Photo Courtesy EcoVadis

EcoVadis’ data is used across many areas, including Scope 3 carbon emissions management, private equity, ESG-linked loans, supply chain finance, and third-party risk and resilience. The company’s wide footprint is one of its biggest attractions to investors.

“We invest in companies that have the potential to combat climate change at scale,” Rhea Hamilton, managing director at BeyondNetZero, said in a statement following the funding round.

“We believe EcoVadis has all the critical elements to make global impact and a meaningful contribution to the net zero transition.”

In addition to growing its revenue by 50% over the past year, EcoVadis also increased its global workforce to 1,300 employees. As recently as 2017, it had only 400 employees.
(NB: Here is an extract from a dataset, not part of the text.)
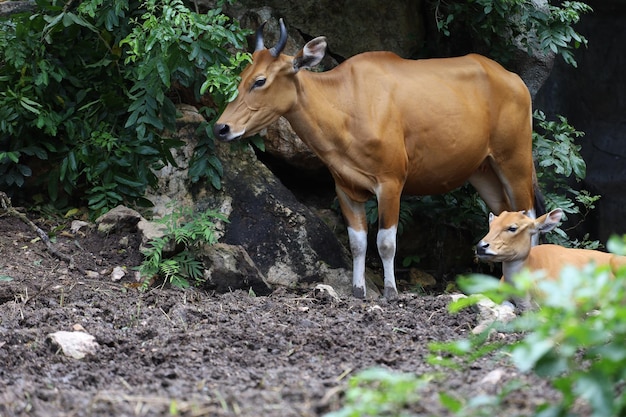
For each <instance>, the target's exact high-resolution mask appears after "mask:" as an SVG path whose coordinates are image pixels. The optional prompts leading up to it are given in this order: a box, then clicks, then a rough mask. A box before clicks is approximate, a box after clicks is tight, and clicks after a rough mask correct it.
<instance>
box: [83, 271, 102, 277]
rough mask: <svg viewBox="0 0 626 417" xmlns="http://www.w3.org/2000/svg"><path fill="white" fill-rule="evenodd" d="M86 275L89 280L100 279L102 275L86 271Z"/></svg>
mask: <svg viewBox="0 0 626 417" xmlns="http://www.w3.org/2000/svg"><path fill="white" fill-rule="evenodd" d="M85 274H86V275H87V278H89V279H98V278H100V274H99V273H97V272H96V271H89V270H87V271H85Z"/></svg>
The company was founded in 2007 by Trinel and Pierre-François Thaler, who also serves as Co-CEO. Since then, EcoVadis has grown into the world’s biggest provider of business sustainability ratings. 

EcoVadis plans to expand its reach in North American and Asian markets. North America should prove particularly fruitful because of various regulatory trends, including a potential move by the U.S. Securities & Exchange Commission to implement new ESG disclosure rules for companies 

“Most of our growth today is coming from the North American market,” Trinel told Reuters. “Getting on board General Atlantic in addition to Astorg as the co-leads in this round is really a way to continue to accelerate in the North American market.”